You can achieve complete coverage within a territory in two ways. If you set rankby=distance
, then you can can presume that there are no omitted results that are closer than the 60th result. Otherwise, you can constrain your search radius until the number of returned institutions is under 60 and make additional queries over the area until you have complete coverage. With both strategies, it is important to reposition the location of follow-up queries as you retrieve results. The code below, implemented in Python, returns the 60 most prominent places that are found within the specified radius of the coordinates:
import requests
class GoogleSearchError(Exception):
pass
def search_places(
location = None,
keywords = None,
place_type = None,
page_token = None,
api_key = None,
radius = 50000,
tries = 10
):
place_url = 'https://maps.googleapis.com/maps/api/place/nearbysearch/json' \
'?key={}'.format(api_key)
# read more about API fields here:
# https://developers.google.com/places/web-service/search#PlaceSearchRequests
for api_field, api_field_value in (
# location is a coordinate tuple like (latitude, longitude)

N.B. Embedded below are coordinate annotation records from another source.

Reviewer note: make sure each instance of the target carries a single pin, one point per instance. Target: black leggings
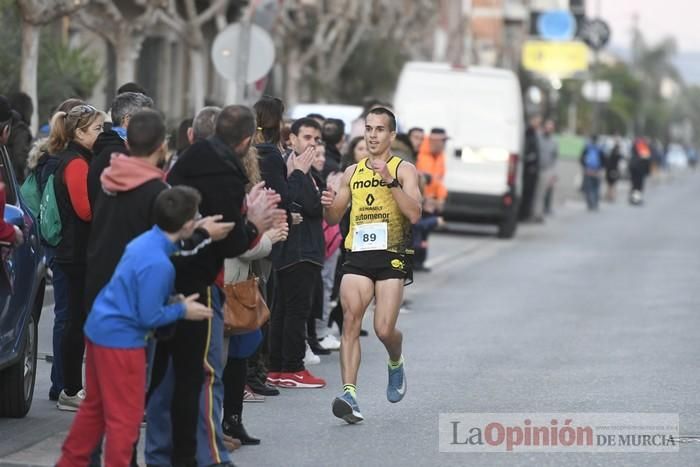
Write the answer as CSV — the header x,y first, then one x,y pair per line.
x,y
187,349
73,343
234,382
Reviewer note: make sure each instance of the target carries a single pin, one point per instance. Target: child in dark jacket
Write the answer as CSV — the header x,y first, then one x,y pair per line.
x,y
134,302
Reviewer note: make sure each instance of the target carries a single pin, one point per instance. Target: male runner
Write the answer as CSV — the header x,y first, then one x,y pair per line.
x,y
386,200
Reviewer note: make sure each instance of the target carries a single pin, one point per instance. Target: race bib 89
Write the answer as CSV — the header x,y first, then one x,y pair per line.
x,y
370,237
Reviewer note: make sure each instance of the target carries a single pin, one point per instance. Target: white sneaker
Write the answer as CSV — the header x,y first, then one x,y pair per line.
x,y
330,342
334,330
250,396
70,403
311,358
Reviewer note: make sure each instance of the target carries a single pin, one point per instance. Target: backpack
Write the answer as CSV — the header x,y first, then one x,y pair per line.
x,y
31,194
50,225
592,160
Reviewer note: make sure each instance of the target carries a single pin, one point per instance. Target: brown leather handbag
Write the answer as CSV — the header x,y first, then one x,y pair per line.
x,y
245,309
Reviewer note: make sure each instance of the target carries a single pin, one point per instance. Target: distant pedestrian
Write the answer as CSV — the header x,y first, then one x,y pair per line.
x,y
123,107
416,135
431,161
640,166
73,135
612,171
548,149
592,163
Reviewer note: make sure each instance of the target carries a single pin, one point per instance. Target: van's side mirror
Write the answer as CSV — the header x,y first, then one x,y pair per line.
x,y
14,215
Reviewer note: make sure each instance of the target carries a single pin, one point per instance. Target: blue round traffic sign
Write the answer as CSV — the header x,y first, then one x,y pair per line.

('location', location if location is None else ','.join(str(l) for l in location)),
('keyword', keywords),
('radius', radius),
('type', place_type),
('pagetoken', page_token)
):
if api_field_value is not None:
place_url += '&{}={}'.format(api_field, api_field_value)
"""
Requests using a page token may fail with status "INVALID_REQUEST"
if dispatched too quickly; tokens take a few seconds to become valid.
Requests may also semi-randomly fail with status "UNKNOWN_ERROR",
but often these work on the next try.
This function will retry after a short sleep until we either
hit the tries limit, succeed (status "OK"), or get a bad status like "DENIED".
"""
while tries > 0:
response = requests.get(place_url).json()
if response['status'] == 'UNKNOWN_ERROR' \
or response['status'] == 'INVALID_REQUEST' \
and page_token is not None:
tries -= 1
# We build in some sleep time when using a page token,
# but sometimes it may take another try.
print('[INFO] Request failed, will retry {} times.'.format(tries))
time.sleep(2)
continue
elif response['status'] == 'ZERO_RESULTS':
# sometimes pages are empty...
return []
elif 'DENIED' in response['status']:
raise GoogleSearchError('[ERROR] API request DENIED; response: {}'.format(
response
))
elif response['status'] != 'OK':
raise GoogleSearchError('[ERROR] API request failed; response: {}'.format(
response
))
else:
break
if tries == 0 and not any(
value in response for value in ('next_page_token', 'results')
):
raise GoogleSearchError('[ERROR] API request failed and ran out of retries.')
results = response['results']
if 'next_page_token' in response:
# There is a short delay between when a next_page_token
# is issued and when it will become valid.
time.sleep(2)
results += search_places(page_token = response['next_page_token'])
return results
Google Maps is not the only geospatial data provider. Another popular option is the Open Street Map, which crowd-sources location information. By using any of these services, researchers can better understand the geographic context of specific locations and examine whether that geography has broader implications.